Contrast with this next example:

"Yesterday, I worked on the class, and it works. Today, I work on the interface. No blocking issues."

The team member doesn't provide enough detail about what class they worked on nor about the interface components they'll complete. In fact, the word accomplished never came up.

It's important that no one interrupts during report outs. Each person must have sufficient time to answer the three questions.

More in-depth and follow-up discussions should take place after the meeting, as people return to their desks or, if a significant amount of conversation is necessary, in a follow-up meeting.

Many teams delay discussions by using the "virtual parking lot" method. As subjects come up that a team member thinks needs further discussion, they can quietly walk to a whiteboard or flipchart and list the subject in the parking lot. At the end of the meeting, the team determines how they'll handle the listed items.

Sprint review meetings

Conduct your sprint review meetings on the last day of the sprint. Your team demonstrates each product backlog item that it completed in the sprint. The product owner, customers, and stakeholders accept the user stories that meet their expectations and identify any new requirements. Customers often understand their needs more fully after seeing the demonstrations and may identify changes that they want to see.

Based on this meeting, some user stories get accepted as complete. Incomplete user stories remain in the product backlog. New user stories get added to the backlog. Both sets of stories get ranked and either estimated or re-estimated in the next sprint planning meeting.

After this meeting and the retrospective meeting, your team plans the next sprint. Because business needs change quickly, you can take advantage of this meeting with your product owner, customers, and stakeholders to review the priorities of the product backlog again.

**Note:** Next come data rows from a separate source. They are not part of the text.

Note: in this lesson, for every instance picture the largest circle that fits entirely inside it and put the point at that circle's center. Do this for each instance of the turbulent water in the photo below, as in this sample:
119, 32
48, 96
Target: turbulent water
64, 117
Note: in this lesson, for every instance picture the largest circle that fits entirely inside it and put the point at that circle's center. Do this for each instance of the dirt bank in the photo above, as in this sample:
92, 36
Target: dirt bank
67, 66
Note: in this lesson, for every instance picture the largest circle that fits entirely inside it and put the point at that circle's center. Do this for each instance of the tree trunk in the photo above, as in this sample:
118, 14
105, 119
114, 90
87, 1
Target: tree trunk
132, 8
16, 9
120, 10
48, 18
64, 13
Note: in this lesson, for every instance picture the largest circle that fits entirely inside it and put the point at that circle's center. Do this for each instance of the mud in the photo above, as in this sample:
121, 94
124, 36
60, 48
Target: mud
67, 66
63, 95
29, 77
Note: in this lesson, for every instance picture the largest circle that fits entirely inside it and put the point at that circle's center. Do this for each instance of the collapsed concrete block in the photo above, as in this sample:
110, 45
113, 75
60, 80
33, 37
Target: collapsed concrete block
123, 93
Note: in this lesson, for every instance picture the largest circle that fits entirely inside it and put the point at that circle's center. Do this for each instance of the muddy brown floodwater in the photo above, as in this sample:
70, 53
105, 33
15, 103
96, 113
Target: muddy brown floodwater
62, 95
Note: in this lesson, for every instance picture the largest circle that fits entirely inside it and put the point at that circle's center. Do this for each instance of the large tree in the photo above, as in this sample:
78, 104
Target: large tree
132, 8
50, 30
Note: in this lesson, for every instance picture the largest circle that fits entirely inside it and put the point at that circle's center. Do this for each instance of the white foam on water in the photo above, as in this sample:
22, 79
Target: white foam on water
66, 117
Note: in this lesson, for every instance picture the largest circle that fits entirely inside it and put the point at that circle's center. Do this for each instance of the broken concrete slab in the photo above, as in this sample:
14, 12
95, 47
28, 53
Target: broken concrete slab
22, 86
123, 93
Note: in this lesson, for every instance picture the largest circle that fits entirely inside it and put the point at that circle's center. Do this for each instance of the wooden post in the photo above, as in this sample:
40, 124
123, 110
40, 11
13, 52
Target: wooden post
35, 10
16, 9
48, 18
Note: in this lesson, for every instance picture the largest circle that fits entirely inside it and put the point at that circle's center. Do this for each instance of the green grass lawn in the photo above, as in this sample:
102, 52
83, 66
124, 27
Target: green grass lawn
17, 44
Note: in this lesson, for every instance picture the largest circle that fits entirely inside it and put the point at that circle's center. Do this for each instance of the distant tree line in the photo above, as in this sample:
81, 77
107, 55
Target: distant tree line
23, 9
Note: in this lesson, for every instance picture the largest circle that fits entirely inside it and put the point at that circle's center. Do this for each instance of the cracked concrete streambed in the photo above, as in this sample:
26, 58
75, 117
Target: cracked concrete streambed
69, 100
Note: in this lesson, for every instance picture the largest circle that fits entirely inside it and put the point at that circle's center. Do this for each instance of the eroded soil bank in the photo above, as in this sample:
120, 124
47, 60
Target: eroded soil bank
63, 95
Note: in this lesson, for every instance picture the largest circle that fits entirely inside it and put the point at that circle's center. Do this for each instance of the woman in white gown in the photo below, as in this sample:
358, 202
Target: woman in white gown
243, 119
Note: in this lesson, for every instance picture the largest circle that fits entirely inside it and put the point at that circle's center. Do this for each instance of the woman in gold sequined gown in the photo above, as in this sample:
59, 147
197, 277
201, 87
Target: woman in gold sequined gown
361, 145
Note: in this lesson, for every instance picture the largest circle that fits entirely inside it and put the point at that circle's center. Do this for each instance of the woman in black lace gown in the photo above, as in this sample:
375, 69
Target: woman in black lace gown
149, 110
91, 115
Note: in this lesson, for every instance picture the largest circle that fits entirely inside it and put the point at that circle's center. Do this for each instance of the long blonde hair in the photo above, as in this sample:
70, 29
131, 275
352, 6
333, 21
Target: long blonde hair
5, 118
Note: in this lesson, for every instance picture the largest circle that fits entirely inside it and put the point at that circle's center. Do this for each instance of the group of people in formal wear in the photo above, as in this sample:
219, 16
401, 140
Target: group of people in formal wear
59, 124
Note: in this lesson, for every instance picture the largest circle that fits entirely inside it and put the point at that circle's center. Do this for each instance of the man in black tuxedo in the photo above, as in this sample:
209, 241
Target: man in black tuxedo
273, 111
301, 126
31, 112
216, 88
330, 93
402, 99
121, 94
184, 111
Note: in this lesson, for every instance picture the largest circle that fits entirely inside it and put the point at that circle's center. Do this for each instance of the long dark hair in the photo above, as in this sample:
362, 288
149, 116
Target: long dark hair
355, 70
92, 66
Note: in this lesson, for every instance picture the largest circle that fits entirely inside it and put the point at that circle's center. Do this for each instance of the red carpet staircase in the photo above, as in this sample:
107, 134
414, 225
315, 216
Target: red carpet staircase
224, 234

Sprint retrospective meetings

Retrospectives, when conducted well and at regular intervals, support continuous improvement.

The sprint retrospective meeting typically occurs on the last day of the sprint, after the sprint review meeting. In this meeting, your team explores its execution of Scrum and what might need tweaking.

Based on discussions, your team might change one or more processes to improve its own effectiveness, productivity, quality, and satisfaction. This meeting and the resulting improvements are critical to the agile principle of self-organization.

Note

To support your team's retrospective, consider installing the Marketplace Retrospectives extension. This extension supports collecting feedback on your project milestones, organizing and prioritizing the feedback, and creating and tracking actionable tasks to help your team improve over time.

Look to address these areas during your team sprint retrospectives:

  • Issues that affected your team's general effectiveness, productivity, and quality.

  • Elements that affected your team's overall satisfaction and project flow.

  • What happened to cause incomplete backlog items? What actions can the team take to prevent these issues in the future?

    For example, consider a team that had several tasks that only one individual on the team could do. The isolated expertise created a critical path that threatened the sprint's success. The individual team member put in extra hours while other team members were frustrated they couldn't do more to help. Going forward, the team decided to practice eXtreme Programming to help correct this problem over time.

As a team, work to determine whether to adapt one or more processes to minimize the occurrence of problems during the sprint.

Your team may need to do some work to implement an improvement. For example, a team that found themselves negatively affected by too many failed builds decided to implement continuous integration. Because they didn't want to disrupt process, they took a few hours to set up a trial build before turning it on in their production build. To represent this work, they created a spike and organized that work against the rest of the product backlog.